Note that the original statement is correct because SG_USER (or 
whatever you define biosql_user to be) is supposed to be read-only and 
should never generate new records in the database. SG_LOADER, or 
whatever you set biosql_loader to be, is for r/w access and should get 
proper permissions to the sequences.

Of course you are free to dispose of the distinction between a 
read-only and a r/w user for your instance, but I don't think that 
should be the default ... BTW there is nothing that stops you from 
defining biosql_user and biosql_loader to the exact same user to 
achieve this very effect.

Let me know if I'm missing something here ...

>
> Simplified schema
>
> The only fix to make here is to do with the maximum value allowed in a 
> bioentry qualifier. Find the statement that creates the table 
> BioEntry_Qualifier_Value and alter the definition for the VALUE column 
> so that it has a maximum size of 300.

Note that in the standard schema this is a VARCHAR2(4000) meanwhile.

>
> Installation
>
> Original schema
>
> Make sure you have set the $ORACLE_SID environment variable to the 
> correct database before running the scripts, as they 
> connect/disconnect several times and if it is not set, you may end up 
> running them against the wrong database.

Again, if the roles, user, and tablespace creation steps are commented 
out there should be no reconnecting. At least theoretically ...

>
> The installation requires the creation of three tablespaces - one for 
> data, one for indexes, one for LOB objects.

Again note that there is nothing that stops you from defining all three 
in BS-defs-local to the same tablespace (or two) which already exist. 
(If you define them to the same it should exist already as the 
tablespace creation script does assume that they are different.)

I kind of tried to write it such that you can do it 'complicated' if 
you want and simple if you don't ... maybe I should have pointed that 
out better.

> Decide where you will be keeping the database files for these, and 
> what you will call the tablespaces. Don't create them yet though, just 
> write down the names.
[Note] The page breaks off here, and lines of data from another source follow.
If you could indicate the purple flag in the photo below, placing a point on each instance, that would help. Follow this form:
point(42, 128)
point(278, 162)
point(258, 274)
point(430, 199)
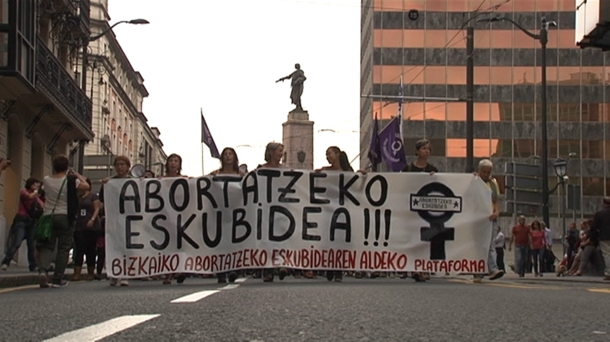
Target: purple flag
point(375, 147)
point(392, 149)
point(206, 138)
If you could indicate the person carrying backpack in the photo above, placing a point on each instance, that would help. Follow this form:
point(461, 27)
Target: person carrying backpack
point(31, 207)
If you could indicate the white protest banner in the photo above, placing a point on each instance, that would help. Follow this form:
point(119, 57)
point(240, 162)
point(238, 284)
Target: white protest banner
point(297, 219)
As always it is good practice to keep the data 
> and index tablespaces on separate disks to prevent IO bottlenecks, but 
> you can probably safely put the data and LOB tablespaces on the same 
> disk.
>
> You will also need to decide on names for the two basic roles that 
> BioSQL uses - the base_user role which contains just enough privileges 
> to connect to the database, and the schema_creator role, which 
> contains the privileges required to create database objects in a 
> schema. Again, don't create them just yet.
>
> Now, copy BS-defs.sql to BS-defs-local.sql and edit it. You should 
> check every entry in it carefully, particularly the names and 
> locations of the tablespace files to be created, and the names of the 
> two roles you just decided on above. You will also choose names for 
> the various default BioSQL roles. biosql_owner is not a role but the 
> actual owner of the schema that will have the schema_creator role 
> granted to it, you'll need to define its password here too. 
> biosql_user is a role to be granted to people who need read-only 
> access to the BioSQL database, biosql_loader is a role designed for 
> batch upload processes, whilst biosql_admin has full read-write 
> permission on the schema.

I guess I need to update the comments here. I ended up never using the 
biosql_admin role but using the biosql_loader role instead as the r/w 
user. This is pretty much how permissions are granted.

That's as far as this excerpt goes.